When considering the Impossible Burger as part of a healthy diet, it's important to recognize it as a processed food product. It is designed to mimic the sensory attributes of beef using plant-based ingredients that have been extracted, refined, and reformulated. Here's a breakdown of the processing levels for key components:

  • Protein sources: The protein in Impossible Burgers comes from soy and potato, which have been isolated and refined. Soy protein isolate, for example, is a highly processed form of soy.
  • Binders and fillers: Ingredients such as methylcellulose (a chemical compound derived from cellulose) act as binders to provide texture and shape. While they are deemed safe for consumption, they are synthesized through processing.
  • Flavor and color: The Impossible Burger includes heme (soy leghemoglobin), an iron-containing molecule from soy, which gives the burger its meaty flavor and appearance. This is produced through fermentation, a process considered to be less aggressive but still a form of food processing.
  • Fats: The burger's fats come from coconut and sunflower oils, which are added to emulate the fattiness of beef. While these oils are less processed than hydrogenated oils, their processing involves extraction and refinement.

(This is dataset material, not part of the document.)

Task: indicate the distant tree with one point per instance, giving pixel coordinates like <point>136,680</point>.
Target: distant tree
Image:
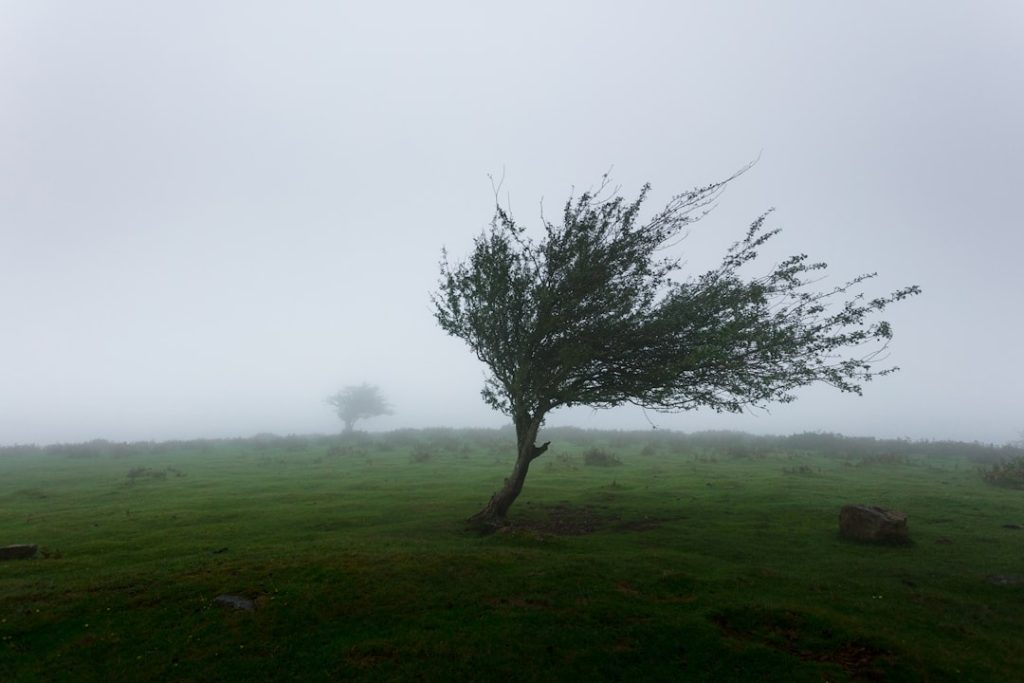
<point>591,315</point>
<point>357,402</point>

For those who choose to include processed products like the Impossible Burger in their diets, moderation is key. An emphasis should be placed on a balanced diet with a variety of unprocessed or minimally processed foods, including fruits, vegetables, whole grains, legumes, nuts, and seeds. While incorporating the Impossible Burger, it's essential to view it in the context of an overall dietary pattern rather than in isolation.

Professional dietary guidelines generally recommend that ultra-processed foods be minimized in a healthful diet. Therefore, even though the Impossible Burger might offer a convenient, plant-based alternative to red meat, its role in one's diet should be considered alongside dietary patterns that prioritize whole, minimally processed foods.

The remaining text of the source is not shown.